Après une présentation détaillée de l’appareil et de ses performances et deux séances de simulateur, chaque pilote a pu procéder en vol à une évaluation complète de l’appareil. Aucune limitation n’avait été imposée quant aux manœuvres et exercices explorés au cours des vols antérieurs, ce qui permit à chaque pilote d’expérimenter Concorde à la limite de ses possibilités et dans les configurations les plus défavorables. Les vols se sont déroulés avec un rapport poussée-poids correspondant aux futurs avions de série.
Pour une masse de 286 500 livres, la vitesse de rotation au décollage était de 170 nœuds.

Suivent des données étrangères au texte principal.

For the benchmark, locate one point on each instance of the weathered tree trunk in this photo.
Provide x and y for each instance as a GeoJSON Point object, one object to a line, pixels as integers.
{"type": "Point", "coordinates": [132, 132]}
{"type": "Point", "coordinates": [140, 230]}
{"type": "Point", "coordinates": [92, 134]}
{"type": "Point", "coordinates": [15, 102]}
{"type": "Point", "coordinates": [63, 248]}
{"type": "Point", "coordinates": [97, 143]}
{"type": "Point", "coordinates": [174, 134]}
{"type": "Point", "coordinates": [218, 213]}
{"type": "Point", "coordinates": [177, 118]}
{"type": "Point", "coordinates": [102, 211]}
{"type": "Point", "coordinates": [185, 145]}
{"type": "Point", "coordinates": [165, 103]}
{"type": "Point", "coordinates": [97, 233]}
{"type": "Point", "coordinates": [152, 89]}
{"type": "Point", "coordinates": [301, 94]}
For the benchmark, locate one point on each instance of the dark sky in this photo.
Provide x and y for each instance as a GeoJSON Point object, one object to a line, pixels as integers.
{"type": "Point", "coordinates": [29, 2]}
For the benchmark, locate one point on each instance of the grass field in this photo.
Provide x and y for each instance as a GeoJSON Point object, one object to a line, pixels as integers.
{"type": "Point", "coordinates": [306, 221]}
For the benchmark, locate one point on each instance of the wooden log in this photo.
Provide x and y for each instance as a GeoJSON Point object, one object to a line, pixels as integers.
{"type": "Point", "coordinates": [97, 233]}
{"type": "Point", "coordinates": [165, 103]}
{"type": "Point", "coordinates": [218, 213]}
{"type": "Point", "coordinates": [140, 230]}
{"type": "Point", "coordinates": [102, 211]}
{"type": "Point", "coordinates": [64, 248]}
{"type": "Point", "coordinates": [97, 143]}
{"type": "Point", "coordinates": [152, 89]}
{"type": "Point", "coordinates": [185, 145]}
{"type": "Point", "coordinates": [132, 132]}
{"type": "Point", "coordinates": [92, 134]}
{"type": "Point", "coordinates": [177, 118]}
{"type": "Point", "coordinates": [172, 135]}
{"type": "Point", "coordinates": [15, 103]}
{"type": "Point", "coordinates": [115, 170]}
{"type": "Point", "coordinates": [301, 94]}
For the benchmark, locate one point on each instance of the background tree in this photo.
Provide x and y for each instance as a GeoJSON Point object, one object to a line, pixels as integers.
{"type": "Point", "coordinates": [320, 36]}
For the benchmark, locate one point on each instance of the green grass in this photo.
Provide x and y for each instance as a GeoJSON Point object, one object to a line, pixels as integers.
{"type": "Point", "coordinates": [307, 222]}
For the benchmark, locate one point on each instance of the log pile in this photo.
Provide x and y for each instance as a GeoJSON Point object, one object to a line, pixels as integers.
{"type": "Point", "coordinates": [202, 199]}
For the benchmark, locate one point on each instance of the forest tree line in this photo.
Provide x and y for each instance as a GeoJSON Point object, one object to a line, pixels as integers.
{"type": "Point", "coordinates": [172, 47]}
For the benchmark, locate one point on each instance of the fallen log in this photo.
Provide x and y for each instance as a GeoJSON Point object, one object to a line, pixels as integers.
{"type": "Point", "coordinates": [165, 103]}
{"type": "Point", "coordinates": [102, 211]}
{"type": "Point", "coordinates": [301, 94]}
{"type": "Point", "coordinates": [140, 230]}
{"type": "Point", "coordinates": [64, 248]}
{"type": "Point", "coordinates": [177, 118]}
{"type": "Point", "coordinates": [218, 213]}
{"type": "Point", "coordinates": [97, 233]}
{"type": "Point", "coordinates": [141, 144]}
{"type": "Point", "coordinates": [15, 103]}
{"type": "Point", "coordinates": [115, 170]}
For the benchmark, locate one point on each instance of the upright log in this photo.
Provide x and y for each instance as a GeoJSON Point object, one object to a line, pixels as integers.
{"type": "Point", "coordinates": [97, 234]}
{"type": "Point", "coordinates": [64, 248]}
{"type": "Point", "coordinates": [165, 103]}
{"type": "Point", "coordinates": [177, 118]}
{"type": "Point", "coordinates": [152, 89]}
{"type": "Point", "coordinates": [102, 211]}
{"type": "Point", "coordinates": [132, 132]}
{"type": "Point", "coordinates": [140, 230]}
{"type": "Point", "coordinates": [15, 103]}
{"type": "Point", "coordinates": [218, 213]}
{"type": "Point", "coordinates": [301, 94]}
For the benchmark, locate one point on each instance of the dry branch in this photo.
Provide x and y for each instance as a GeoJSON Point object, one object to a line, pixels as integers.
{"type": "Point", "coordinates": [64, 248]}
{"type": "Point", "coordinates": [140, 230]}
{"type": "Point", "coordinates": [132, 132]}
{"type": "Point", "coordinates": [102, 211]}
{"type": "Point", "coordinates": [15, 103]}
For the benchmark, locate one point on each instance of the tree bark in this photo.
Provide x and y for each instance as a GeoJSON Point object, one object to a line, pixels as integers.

Après une montée à 3 000 mètres à vitesse de 300 nœuds, visière et nez ont été relevés pour monter à 8 000 m et prendre un régime de croisière à 0,9 Mach.
Une fois une partie du carburant transférée à l’arrière pour obtenir un centre de gravité adapté au vol supersonique, la postcombustion a été allumée et le passage de Mach 1 a été réalisé à 10 000 m, pour atteindre finalement Mach 1,2 à 13 000 m. Un réacteur coupé à cette altitude a été rallumé à 9 000 m sans entraîner de difficultés particulières. Les différents cas de panne ont été laissés à l’initiative des pilotes de ligne qui ont pu apprécier les remarquables capacités du Concorde. Des approches ont été réalisées sur deux moteurs avec un fort vent de travers correspondant aux conditions les plus défavorables rencontrées en exploitation. Remise de gaz à 60 m, panne de moteur au décollage, approches manuelles sans serve-commande et sans système de stabilisation ont complété cette mise à l’épreuve du Concorde.
De l’avis général des quatre pilotes, au cours de toutes les conditions de vol rencontrées, l’appareil était agréable et facile à piloter et n’imposait pas une surcharge de travail, même au cours des pannes simulées. Ils ont conclu qu’il n’y aurait vraisemblablement aucune difficulté à transformer sur Concorde pilotes de lignes et mécaniciens navigants.
Les quelques critiques mineures, qui ont été exprimées, concernent l’aménagement intérieur de la cabine de pilotage et la course des pédales de freins et n’enlèvent rien aux immenses qualités de l’appareil en vol subsonique et supersonique.
L’avenir du Breguet 941
Depuis plusieurs mois de nombreux articles sont consacrés au Breguet 941 dans la presse aéronautique tant étrangère que française. L’intérêt porté à cet appareil provient du succès de la formule choisie pour des performances de décollage et atterrissage courts, intérêt rehaussé par l’essor des liaisons intercentres urbains (commuter Unes) aux États-Unis. De plus, les essais en vol se terminent et si la commande de quatre exemplaires par l’Armée de l’air est de bon augure, elle n’en est pas pour autant significative quant au lancement de la production en série.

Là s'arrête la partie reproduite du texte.